Collaborative Single Kernel Execution Across Heterogeneous Devices

Technology #6360

In heterogeneous computing, a computer system is equipped with multiple types of processors, each designed to optimally execute specific types of tasks. Historically, central processing units (CPUs) handle non data-parallel work such as sequential code and data transfer management, while graphics processing units (GPUs) handle data-parallel work due to their massive number of cores. Unfortunately, this division of labor may result in 1) CPU performance being under-utilized, 2) energy waste during transfer of workloads between processors, and 3) unnecessary competition between CPU and GPU usage. The Single Kernel Multiple Devices (SKMD) system is a framework to manage collaborative execution of tasks across asymmetric CPUs and GPUs, enhancing computational performance.


In SKMD, a single data-parallel kernel is developed in OpenCL for the system to transparently manage usage of multiple CPUs and GPUs.

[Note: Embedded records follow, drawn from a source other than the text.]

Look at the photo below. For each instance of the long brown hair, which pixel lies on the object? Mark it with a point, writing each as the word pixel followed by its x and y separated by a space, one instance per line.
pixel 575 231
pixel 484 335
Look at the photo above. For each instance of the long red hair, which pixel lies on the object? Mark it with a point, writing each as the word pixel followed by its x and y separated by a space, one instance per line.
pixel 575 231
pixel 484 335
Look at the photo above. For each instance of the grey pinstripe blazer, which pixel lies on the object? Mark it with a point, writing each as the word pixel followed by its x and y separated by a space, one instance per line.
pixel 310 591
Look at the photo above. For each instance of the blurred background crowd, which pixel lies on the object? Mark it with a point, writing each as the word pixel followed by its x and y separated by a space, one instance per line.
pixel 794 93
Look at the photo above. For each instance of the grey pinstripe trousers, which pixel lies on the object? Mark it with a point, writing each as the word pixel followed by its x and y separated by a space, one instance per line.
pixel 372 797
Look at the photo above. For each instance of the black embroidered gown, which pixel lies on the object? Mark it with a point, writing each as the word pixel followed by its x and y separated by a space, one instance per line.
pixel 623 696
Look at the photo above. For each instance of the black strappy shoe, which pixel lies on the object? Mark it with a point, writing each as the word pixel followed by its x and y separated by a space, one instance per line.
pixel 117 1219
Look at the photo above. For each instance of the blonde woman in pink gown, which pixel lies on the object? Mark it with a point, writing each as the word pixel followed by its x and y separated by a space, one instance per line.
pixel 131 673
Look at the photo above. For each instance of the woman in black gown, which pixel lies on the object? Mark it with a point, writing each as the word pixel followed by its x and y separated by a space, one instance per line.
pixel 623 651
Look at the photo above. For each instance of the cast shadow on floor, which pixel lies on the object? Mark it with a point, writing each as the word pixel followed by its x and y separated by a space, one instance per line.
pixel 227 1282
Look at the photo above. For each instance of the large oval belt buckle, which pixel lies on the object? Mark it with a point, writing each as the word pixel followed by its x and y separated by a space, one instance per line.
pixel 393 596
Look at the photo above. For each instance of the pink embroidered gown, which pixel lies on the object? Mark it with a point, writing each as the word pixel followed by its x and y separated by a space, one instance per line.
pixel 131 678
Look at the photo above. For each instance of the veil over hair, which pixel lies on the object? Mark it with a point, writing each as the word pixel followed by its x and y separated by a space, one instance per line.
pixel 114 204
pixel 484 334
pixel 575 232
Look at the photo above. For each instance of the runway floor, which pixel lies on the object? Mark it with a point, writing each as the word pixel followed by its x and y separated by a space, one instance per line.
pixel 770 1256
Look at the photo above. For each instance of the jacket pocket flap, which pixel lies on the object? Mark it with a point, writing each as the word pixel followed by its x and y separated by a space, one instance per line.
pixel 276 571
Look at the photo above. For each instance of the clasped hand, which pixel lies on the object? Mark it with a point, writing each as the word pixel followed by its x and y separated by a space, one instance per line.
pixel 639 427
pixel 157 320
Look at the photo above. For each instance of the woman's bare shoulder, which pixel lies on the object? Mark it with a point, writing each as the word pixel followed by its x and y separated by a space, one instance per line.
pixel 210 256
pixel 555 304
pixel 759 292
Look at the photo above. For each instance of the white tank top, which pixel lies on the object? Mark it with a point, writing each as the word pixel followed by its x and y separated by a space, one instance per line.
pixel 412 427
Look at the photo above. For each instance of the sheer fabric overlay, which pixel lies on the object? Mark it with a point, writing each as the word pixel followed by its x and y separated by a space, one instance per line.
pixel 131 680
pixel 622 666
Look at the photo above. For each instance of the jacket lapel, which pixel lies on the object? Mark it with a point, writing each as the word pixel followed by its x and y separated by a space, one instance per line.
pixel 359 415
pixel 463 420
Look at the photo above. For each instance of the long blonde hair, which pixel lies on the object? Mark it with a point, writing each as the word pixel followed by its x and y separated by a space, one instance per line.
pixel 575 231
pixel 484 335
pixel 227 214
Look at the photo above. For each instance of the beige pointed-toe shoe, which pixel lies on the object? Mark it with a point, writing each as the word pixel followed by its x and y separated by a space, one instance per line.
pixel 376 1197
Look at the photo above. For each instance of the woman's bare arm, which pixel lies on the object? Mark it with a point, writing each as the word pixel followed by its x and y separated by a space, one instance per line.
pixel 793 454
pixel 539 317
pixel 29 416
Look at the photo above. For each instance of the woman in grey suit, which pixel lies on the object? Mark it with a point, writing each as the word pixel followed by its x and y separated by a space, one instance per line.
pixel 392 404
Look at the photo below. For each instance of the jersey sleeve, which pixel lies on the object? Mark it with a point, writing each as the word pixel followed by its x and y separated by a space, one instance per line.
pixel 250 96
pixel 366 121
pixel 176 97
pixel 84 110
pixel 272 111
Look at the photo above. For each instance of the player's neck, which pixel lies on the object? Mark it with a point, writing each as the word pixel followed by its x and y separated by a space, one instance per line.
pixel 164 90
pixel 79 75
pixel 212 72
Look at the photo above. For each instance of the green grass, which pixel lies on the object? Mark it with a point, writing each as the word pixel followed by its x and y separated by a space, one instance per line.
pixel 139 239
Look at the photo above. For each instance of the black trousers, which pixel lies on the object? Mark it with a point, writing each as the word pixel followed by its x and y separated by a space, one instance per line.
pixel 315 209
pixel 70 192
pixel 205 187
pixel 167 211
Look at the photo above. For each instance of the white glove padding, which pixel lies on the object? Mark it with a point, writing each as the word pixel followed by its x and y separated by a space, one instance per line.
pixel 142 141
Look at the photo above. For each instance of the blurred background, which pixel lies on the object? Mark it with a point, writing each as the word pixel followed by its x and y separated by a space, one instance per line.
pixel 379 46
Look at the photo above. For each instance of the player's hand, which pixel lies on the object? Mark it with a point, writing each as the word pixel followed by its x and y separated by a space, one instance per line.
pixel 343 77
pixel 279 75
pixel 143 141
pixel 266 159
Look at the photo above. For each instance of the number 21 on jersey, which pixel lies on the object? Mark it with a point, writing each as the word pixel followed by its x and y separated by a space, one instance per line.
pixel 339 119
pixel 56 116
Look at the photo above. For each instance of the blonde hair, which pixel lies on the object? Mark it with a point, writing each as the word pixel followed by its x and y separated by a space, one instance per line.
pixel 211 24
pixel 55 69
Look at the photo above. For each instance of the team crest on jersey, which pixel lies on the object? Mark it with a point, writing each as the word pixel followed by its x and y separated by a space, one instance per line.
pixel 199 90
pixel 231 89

A code transformation methodology distributes data and merges results in a seamless and efficient manner, regardless of data access pattern. An advanced partitioning algorithm, considering device performance and data transfer cost, balances workload across processors. SKMD algorithms speedup computational performance on average by 29% compared to single processor units.


  • Enhancing graphics performance.
  • Facilitating large data-set analysis.
  • Assisting context-aware computing.


  • Enables easier programming of GPUs.
  • Removes need for applications to launch multiple kernels.
  • Allows for collaboration between asymmetric processors.
  • Considers data transfer cost and device performance.
  • Reduces energy usage.
  • Improves portability of OpenCL/CUDA code.